WALLACE: She didn’t volunteer. She had to negotiate for four months with the State Department lawyers, lawyer to lawyer, before she turned them over, from August of last year until December. Why was it so outrageous for the Bush White House to use private e-mails, but for her it’s OK?

DAVIS: So, I keep answering your question. There were other things she just listed that she said were outrageous.


Boy, if this doesn’t bring back Clinton nostalgia … I wonder when Davis plans to expound again on the meaning of “is”?

All this leads an exasperated Wallace to ask how long Davis plans to make Clintonian spin his career:

WALLACE: Finally, as we said at the beginning, you served in the Clinton White House handing legal matters like campaign finance, like impeachment. Do you ever get tired of cleaning up after the Clintons?

DAVIS: No, you say cleaning up because you have a certain perspective. I am proud, given the public career and the public good of Bill and Hillary Clinton, as reflected by the popular goodwill they have across the country. Unlike Chris Wallace, I don’t regard it as –

WALLACE: When you say unlike Chris Wallace, unlike me in what way?

DAVIS: Well, you call it cleaning up. You’re entitled to your viewpoint. I am proud to defend a great public servant.
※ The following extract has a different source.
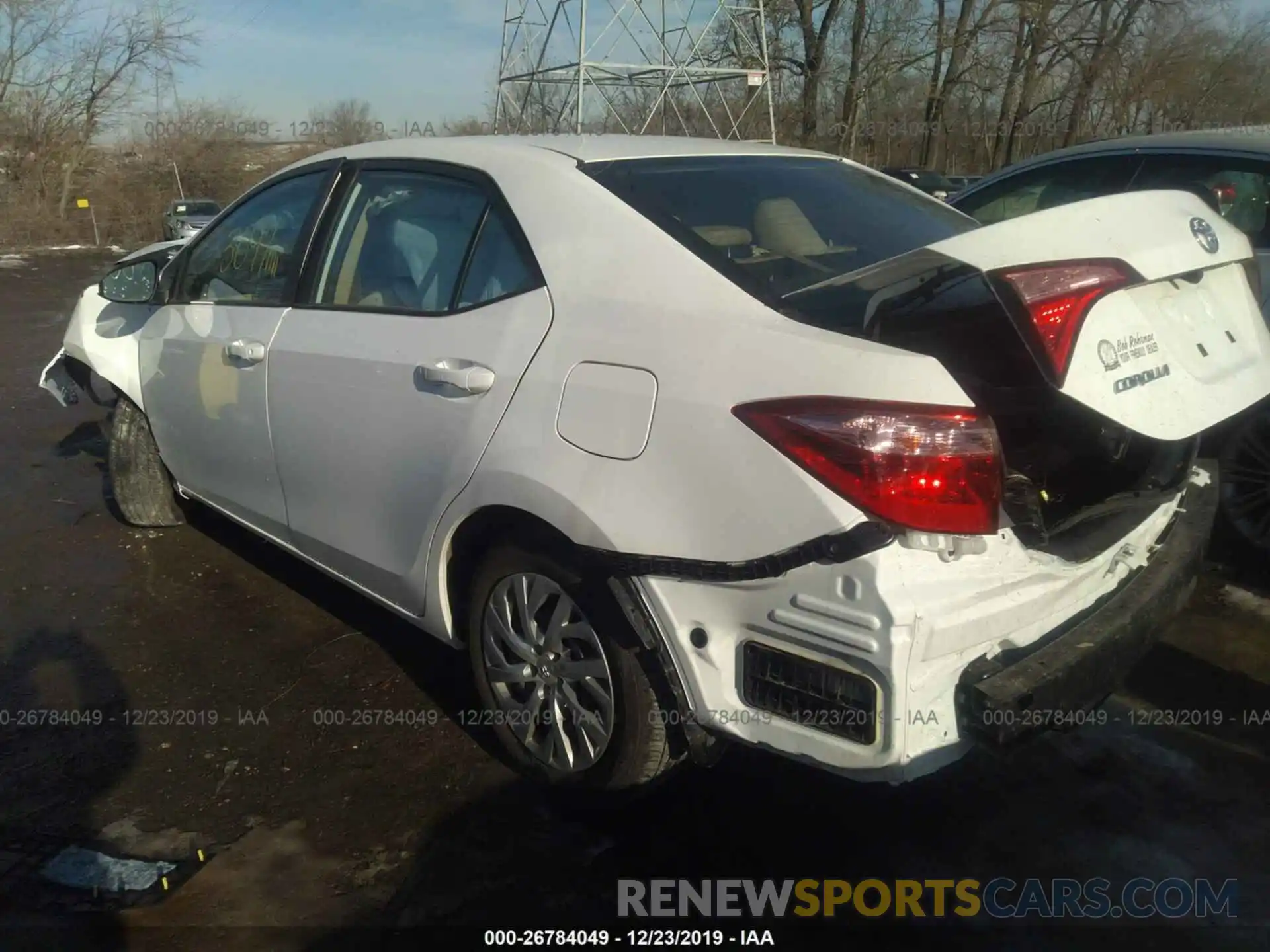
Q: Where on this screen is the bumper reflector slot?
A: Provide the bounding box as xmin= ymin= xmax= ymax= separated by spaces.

DAVIS: Hillary Clinton and Bill Clinton –

WALLACE: Proud of Monica Lewinsky? Proud of campaign finance? Proud of the private e-mails? So, those are moments of pride for the Clintons?

DAVIS: There’ve been mistakes.

No kidding. Wallace, clearly annoyed, signs off with Davis by saying, “Whatever you call it, you’ve been doing it for a long time.” Hey, it pays the mortgage.